After tinkering with the calibrator, Matt is convinced that what he has in his possession is a time machine. And by simply attaching a metal box to it, he learns to send things through time - including a pet-store turtle, which comes back no worse for wear.
With a dead-end job and a girlfriend who left him for another man, Matt has nothing to lose by taking a time machine trip for himself. So he borrows an old car, stocks it with food and water, and ends up in the near future - under arrest for the murder of the car's original owner, who dropped dead after seeing Matt disappear before his eyes. The only way to beat the rap is to continue time travelling until he finds a place in time safe enough to stop for good. But such a place may not exist...

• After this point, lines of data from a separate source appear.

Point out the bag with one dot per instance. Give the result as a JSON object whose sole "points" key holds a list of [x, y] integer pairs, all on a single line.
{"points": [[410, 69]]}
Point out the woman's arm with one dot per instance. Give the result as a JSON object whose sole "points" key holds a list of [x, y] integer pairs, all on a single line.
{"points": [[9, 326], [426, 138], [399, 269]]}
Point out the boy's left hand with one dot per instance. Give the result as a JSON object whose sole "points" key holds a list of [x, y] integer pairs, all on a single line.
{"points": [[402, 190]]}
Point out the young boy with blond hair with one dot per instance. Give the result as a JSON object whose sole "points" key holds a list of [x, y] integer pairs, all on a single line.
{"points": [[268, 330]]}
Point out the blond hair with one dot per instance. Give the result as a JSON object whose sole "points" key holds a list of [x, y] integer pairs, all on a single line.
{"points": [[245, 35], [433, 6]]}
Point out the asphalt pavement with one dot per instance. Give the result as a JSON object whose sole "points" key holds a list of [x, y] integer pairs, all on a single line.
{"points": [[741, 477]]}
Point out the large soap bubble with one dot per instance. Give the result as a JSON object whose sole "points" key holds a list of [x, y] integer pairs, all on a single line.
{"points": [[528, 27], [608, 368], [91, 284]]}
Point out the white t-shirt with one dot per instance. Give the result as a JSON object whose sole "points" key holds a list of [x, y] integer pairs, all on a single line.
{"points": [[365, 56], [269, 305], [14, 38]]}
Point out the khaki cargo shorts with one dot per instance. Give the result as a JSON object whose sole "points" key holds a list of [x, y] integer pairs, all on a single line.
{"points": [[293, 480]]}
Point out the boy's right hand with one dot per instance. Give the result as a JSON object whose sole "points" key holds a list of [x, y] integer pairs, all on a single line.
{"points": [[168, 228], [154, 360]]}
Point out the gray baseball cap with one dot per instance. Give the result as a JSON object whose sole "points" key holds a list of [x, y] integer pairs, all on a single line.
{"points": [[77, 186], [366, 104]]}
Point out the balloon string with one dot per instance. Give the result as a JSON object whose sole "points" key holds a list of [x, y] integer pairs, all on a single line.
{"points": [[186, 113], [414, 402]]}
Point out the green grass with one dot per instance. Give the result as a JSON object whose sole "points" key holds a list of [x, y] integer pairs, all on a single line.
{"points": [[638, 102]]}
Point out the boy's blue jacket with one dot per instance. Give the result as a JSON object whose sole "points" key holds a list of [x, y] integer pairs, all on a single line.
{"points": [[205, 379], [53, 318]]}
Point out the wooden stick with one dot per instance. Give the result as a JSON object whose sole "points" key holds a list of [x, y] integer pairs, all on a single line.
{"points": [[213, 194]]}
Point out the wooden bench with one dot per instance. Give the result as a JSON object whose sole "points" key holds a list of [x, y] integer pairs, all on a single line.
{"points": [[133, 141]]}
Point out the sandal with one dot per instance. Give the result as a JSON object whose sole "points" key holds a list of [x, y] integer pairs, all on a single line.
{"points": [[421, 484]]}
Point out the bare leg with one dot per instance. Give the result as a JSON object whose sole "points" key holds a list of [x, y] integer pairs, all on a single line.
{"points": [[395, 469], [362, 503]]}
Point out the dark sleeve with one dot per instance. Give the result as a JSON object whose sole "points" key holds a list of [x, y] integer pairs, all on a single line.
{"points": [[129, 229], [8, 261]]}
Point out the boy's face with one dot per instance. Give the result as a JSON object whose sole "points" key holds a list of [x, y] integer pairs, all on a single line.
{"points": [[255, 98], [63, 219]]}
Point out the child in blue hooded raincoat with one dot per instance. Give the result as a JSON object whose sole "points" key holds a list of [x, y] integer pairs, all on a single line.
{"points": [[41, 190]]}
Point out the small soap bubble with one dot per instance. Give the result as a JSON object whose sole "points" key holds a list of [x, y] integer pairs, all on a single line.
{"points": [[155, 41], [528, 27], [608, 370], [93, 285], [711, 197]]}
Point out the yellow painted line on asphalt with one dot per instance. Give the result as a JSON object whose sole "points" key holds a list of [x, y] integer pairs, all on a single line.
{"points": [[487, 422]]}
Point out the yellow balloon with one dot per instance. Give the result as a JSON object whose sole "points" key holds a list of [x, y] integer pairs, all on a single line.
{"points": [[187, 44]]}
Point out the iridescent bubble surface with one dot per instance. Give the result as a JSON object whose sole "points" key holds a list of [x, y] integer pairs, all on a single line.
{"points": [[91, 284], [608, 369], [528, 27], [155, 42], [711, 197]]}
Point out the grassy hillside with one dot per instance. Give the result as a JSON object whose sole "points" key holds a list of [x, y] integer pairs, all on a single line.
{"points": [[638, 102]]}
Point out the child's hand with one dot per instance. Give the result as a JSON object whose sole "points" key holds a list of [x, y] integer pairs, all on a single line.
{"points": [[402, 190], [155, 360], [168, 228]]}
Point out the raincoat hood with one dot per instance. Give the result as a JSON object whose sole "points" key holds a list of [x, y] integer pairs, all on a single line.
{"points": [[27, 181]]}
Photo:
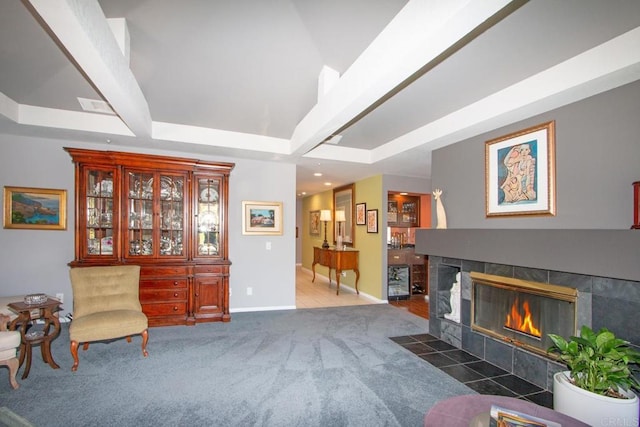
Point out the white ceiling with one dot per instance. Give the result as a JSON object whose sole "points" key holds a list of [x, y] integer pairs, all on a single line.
{"points": [[241, 78]]}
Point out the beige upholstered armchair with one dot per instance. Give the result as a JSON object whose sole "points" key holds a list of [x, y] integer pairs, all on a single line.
{"points": [[9, 342], [106, 306]]}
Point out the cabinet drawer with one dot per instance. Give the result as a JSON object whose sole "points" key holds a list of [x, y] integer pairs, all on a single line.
{"points": [[163, 284], [211, 269], [164, 309], [149, 295], [170, 270]]}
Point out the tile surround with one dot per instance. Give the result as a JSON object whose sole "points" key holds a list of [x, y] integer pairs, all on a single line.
{"points": [[477, 374], [596, 297]]}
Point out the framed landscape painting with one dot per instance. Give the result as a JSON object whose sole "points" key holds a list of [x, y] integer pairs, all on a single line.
{"points": [[520, 173], [372, 221], [314, 223], [361, 213], [35, 208], [262, 218]]}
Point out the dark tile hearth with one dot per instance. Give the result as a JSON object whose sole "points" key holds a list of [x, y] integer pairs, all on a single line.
{"points": [[479, 375]]}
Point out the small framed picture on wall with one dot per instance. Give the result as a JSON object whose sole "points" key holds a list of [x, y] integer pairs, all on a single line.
{"points": [[372, 221]]}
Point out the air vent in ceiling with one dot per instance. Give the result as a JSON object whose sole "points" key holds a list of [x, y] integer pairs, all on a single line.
{"points": [[333, 139], [95, 106]]}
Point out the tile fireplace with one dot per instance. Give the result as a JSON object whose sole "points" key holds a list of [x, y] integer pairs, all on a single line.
{"points": [[522, 312]]}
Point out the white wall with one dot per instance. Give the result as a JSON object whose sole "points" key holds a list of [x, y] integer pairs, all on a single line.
{"points": [[36, 261]]}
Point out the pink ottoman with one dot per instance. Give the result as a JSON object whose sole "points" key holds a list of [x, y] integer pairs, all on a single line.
{"points": [[459, 411]]}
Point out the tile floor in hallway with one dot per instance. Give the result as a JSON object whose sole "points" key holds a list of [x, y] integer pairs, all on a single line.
{"points": [[475, 373], [322, 294]]}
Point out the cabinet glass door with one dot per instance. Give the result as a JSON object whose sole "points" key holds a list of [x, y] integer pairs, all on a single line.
{"points": [[140, 195], [171, 215], [208, 216], [99, 220]]}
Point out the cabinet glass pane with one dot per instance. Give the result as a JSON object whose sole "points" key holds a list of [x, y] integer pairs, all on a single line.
{"points": [[208, 191], [140, 191], [171, 215], [99, 214]]}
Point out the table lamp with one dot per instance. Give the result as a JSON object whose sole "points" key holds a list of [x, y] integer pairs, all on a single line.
{"points": [[340, 218], [325, 215]]}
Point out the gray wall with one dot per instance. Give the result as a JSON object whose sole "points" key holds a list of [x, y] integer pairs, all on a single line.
{"points": [[36, 261], [597, 159]]}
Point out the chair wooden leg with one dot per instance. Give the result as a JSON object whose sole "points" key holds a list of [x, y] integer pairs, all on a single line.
{"points": [[74, 353], [13, 364], [145, 339]]}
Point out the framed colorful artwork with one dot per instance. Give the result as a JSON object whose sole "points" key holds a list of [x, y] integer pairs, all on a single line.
{"points": [[361, 213], [314, 223], [520, 173], [262, 218], [35, 208], [372, 221]]}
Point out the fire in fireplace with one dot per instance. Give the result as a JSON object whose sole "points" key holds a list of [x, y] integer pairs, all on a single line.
{"points": [[522, 312]]}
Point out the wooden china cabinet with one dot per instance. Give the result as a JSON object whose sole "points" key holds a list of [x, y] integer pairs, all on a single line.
{"points": [[166, 214]]}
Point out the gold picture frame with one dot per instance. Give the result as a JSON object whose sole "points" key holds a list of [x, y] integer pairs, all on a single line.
{"points": [[261, 218], [520, 173], [314, 223], [35, 208]]}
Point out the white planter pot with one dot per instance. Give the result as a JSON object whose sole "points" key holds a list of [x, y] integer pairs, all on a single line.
{"points": [[591, 408]]}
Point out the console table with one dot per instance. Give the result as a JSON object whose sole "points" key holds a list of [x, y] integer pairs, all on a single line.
{"points": [[338, 260]]}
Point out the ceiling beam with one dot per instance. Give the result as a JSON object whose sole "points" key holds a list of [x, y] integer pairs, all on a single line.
{"points": [[81, 29], [420, 34]]}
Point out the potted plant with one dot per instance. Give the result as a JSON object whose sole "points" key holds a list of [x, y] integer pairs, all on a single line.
{"points": [[599, 384]]}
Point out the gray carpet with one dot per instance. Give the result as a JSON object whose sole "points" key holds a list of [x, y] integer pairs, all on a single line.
{"points": [[314, 367]]}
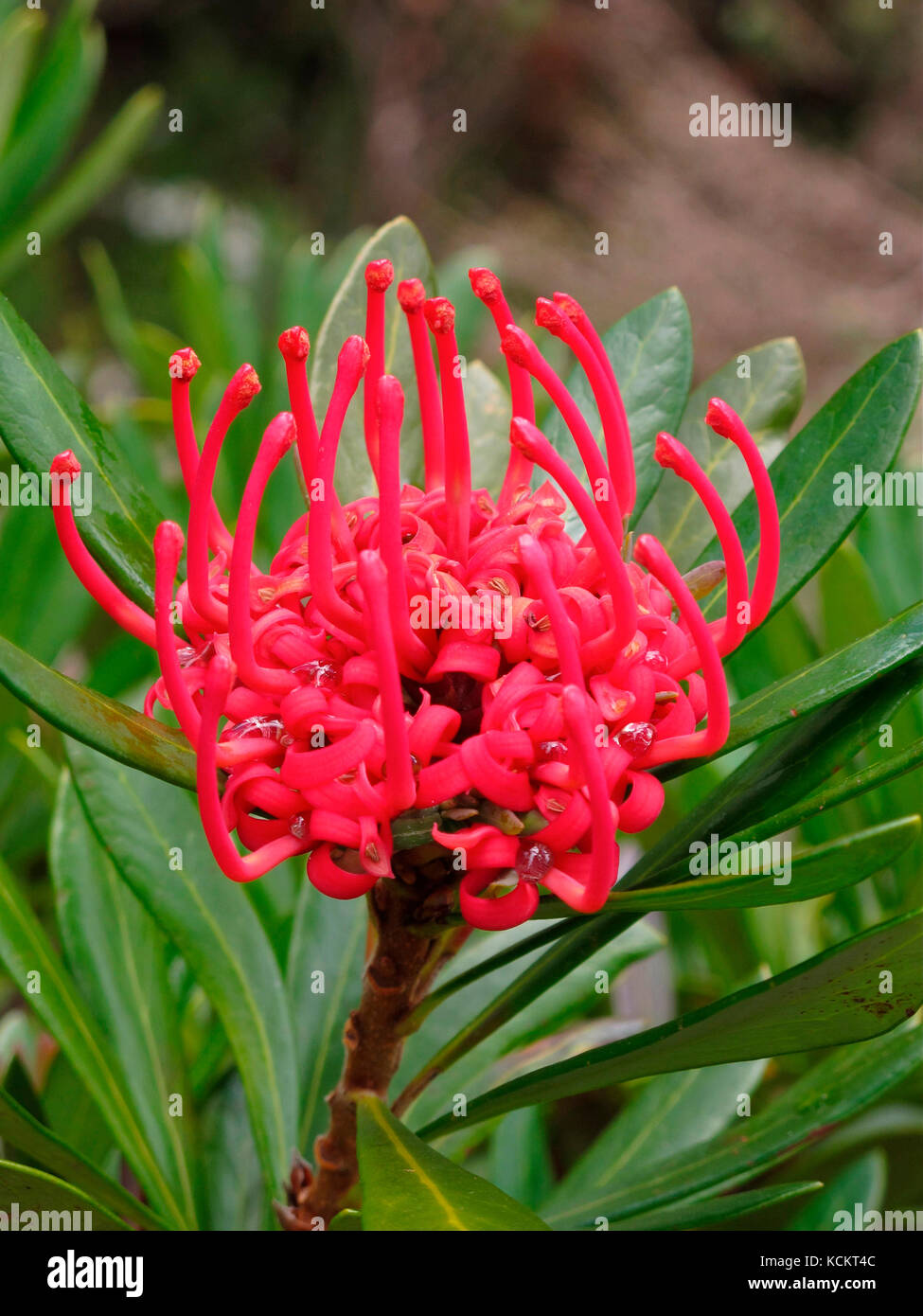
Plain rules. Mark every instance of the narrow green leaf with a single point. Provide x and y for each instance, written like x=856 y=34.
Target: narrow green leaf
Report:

Joe Haldeman was born in Oklahoma in 1943 and studied physics and astronomy before serving as a combat engineer in Vietnam, where he was severely wounded and won a Purple Heart. The Forever War was his first SF novel and it won both the Hugo and Nebula awards, a feat which The Forever Peace repeated. He is also the author of, among others, Mindbridge, All My Sins Remembered, Worlds, Worlds Apart and Worlds Enough and Time.